Ihre eigene Welt. Die spinnten doch. Aber ich schwieg. Immer noch stellte sich mir die Frage, was ich davon bekam. Einen Orden? Eine Medaille? Ich wollte etwas nützliches. "Nun, Cherubyn. Es liegt in deinen Händen." Was lag in meinen Händen? "Was passiert, wenn ich Nein sage?", hakte ich nach. Hoffentlich erpresste er mich nicht. Hunahuna kramte in seiner Kommode. "Ich könnte sagen, dass du stirbst. Aber davor fürchtest du dich nicht." Eigentlich fürchtete ich mich sogar sehr davor, ermordet zu werden. "Drehen wir die Frage doch um. Was würde es dir erleichtern, einzusteigen?" Niall, schoss es mir durch den Kopf. Doch bevor ich seinen Namen nannte, ploppte ein anderes Feld in meinen Gedanken auf. Eines, das mein Herz erwärmte, das mich viel neugieriger machte und mir viel mehr Schmerzen bereitete.

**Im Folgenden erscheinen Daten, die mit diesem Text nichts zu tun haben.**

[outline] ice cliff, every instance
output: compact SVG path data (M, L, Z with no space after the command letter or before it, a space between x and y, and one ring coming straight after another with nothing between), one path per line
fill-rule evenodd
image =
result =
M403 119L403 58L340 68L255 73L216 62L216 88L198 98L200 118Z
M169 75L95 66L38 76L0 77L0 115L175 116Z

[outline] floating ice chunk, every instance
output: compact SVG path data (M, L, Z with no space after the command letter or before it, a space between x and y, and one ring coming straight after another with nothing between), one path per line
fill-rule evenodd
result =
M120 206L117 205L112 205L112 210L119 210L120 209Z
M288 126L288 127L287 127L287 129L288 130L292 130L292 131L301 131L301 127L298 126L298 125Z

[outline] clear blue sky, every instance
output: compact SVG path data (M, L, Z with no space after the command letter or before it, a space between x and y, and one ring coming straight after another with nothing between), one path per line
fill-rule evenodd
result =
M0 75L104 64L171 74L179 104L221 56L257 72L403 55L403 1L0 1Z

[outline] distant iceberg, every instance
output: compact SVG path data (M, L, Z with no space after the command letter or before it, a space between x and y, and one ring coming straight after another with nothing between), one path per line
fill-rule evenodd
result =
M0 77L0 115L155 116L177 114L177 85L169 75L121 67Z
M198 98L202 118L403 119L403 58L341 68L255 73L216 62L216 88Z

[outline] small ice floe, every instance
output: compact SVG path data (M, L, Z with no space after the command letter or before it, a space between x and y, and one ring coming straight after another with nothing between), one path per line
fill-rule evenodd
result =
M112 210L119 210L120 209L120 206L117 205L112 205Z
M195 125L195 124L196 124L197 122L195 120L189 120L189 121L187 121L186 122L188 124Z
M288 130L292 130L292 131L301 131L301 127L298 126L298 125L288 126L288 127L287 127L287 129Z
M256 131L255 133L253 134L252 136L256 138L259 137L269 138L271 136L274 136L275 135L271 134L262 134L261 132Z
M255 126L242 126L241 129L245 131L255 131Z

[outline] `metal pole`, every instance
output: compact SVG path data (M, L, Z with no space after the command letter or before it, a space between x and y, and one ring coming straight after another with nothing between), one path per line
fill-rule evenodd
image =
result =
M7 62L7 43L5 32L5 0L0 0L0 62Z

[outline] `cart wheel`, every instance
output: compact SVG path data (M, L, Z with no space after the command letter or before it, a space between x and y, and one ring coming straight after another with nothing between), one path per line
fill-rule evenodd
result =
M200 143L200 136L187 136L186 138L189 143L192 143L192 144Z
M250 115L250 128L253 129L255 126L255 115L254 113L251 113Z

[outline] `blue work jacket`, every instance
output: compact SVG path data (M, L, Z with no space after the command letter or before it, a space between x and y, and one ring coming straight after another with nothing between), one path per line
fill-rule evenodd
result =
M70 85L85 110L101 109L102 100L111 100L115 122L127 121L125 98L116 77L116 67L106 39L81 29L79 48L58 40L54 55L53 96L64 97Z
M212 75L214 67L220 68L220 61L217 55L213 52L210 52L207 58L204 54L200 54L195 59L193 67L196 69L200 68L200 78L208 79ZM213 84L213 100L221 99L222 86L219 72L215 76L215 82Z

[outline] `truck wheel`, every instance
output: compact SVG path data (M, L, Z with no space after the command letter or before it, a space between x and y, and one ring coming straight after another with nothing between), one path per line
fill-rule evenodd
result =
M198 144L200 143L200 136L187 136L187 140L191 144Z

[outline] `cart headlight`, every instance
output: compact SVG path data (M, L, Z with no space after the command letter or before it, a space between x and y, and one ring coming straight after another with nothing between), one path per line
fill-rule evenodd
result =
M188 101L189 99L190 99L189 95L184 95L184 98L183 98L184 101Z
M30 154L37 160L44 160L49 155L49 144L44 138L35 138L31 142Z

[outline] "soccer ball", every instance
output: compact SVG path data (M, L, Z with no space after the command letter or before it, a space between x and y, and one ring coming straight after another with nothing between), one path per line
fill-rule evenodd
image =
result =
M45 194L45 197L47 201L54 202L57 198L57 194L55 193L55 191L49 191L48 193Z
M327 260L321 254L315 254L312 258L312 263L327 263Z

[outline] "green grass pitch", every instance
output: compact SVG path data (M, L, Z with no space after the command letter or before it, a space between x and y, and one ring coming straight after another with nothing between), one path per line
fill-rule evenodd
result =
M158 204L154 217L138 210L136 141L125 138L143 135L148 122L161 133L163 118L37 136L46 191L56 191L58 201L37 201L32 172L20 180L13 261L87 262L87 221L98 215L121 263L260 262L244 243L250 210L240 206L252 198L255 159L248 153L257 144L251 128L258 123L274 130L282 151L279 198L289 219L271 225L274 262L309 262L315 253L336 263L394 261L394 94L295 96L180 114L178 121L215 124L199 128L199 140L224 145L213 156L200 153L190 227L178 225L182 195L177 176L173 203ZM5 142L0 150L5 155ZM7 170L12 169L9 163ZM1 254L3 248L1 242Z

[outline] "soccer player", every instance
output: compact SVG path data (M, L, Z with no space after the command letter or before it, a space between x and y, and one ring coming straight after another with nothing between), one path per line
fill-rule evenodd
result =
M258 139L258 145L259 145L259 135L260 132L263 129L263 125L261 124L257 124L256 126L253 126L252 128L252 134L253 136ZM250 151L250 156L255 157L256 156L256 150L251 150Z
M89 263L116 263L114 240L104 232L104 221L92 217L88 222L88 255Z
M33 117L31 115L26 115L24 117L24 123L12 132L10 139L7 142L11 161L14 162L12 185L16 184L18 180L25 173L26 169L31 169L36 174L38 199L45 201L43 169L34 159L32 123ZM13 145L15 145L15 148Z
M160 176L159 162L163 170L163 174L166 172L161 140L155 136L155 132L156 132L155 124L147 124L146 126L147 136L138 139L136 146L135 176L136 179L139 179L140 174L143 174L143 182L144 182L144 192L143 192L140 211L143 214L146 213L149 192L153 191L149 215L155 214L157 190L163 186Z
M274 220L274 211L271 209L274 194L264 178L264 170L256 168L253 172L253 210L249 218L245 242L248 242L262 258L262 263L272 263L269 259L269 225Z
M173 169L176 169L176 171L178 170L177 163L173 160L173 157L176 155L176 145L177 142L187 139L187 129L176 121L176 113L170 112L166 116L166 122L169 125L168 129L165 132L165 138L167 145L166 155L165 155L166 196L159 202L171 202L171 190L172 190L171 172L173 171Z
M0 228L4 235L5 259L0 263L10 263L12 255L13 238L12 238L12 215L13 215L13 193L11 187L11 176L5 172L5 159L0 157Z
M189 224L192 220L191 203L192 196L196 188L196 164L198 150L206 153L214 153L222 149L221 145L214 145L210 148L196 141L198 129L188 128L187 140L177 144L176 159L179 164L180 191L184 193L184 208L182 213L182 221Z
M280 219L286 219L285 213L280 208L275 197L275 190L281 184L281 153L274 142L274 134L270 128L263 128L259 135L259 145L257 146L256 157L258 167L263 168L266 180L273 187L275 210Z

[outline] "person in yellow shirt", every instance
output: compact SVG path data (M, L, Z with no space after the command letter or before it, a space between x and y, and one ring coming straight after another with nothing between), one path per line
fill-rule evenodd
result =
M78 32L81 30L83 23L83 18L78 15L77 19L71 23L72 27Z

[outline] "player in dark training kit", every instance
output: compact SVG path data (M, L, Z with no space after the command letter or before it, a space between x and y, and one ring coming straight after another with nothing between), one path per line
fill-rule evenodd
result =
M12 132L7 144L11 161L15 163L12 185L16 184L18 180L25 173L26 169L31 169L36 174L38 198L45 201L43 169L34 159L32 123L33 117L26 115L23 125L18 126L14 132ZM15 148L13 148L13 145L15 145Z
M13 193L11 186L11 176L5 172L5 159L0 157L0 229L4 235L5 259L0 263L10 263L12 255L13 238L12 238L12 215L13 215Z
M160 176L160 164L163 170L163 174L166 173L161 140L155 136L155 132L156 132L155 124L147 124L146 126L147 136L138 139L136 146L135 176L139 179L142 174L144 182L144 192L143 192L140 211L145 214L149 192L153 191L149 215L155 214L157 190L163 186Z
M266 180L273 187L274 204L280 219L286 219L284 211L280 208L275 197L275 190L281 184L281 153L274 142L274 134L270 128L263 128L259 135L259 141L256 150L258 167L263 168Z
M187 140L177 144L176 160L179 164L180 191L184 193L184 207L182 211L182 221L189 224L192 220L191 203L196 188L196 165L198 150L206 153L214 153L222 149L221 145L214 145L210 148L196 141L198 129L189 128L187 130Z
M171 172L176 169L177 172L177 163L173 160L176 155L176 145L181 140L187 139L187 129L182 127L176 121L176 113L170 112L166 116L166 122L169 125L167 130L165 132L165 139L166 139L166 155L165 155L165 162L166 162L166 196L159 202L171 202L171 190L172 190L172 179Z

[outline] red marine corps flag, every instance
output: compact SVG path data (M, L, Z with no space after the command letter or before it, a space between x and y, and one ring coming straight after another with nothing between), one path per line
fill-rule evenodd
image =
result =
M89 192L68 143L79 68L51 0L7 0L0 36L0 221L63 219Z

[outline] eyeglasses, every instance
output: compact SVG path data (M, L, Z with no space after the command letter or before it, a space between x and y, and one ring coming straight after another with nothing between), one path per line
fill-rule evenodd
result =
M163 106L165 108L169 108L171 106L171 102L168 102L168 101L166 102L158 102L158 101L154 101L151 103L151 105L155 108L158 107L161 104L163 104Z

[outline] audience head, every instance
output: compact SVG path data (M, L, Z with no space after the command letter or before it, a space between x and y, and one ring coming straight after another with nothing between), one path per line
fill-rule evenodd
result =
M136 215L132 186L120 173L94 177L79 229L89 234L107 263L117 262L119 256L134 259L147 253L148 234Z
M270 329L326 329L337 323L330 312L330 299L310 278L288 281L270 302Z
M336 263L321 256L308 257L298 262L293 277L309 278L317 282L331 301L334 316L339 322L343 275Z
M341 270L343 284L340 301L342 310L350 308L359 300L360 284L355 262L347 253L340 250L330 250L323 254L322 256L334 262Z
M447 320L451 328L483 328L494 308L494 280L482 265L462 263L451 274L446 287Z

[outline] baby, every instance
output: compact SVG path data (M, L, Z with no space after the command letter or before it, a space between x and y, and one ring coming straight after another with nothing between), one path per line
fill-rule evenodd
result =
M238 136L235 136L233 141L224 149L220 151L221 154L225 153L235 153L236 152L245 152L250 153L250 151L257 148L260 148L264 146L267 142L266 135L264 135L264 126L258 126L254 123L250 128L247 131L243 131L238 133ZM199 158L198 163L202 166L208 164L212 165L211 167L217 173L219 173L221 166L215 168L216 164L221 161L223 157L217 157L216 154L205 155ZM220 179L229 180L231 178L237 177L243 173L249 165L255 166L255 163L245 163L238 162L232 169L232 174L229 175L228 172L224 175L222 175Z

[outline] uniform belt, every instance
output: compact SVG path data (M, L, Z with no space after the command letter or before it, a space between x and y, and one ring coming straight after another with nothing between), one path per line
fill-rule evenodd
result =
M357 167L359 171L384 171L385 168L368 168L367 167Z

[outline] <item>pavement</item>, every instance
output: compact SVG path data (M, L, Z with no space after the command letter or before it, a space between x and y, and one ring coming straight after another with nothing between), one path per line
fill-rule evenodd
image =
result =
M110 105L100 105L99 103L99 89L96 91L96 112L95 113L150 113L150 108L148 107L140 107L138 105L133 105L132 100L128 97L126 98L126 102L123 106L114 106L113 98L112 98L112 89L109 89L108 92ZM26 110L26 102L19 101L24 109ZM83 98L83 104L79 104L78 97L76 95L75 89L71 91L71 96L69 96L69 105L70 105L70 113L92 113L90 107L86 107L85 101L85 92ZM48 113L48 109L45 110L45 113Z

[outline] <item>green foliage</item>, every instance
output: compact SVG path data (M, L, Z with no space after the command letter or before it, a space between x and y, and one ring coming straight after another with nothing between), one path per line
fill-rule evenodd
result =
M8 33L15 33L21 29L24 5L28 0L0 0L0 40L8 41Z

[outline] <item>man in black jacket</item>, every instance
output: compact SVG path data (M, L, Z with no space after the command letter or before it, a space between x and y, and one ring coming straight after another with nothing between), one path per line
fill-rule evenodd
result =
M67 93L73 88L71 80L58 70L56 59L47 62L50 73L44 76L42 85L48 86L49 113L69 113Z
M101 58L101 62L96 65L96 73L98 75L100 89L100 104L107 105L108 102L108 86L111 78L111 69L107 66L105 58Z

"Finden sie heraus, ob mein Vater am Leben ist. Dann bin ich dabei." Hunahuna grinste. "Ich hätte nichts anderes von dir erwartet." Ich versuchte ausnahmsweise nicht, hinter seine Worte zu blicken. "Ich schätze, unser Gespräch ist hiermit beendet. Unterzeichne diesen Vertrag." Er holte ein Blatt Papier aus der Kommode. "Ich sende dir ein Paket per Post. Darin wirst du alles andere finden."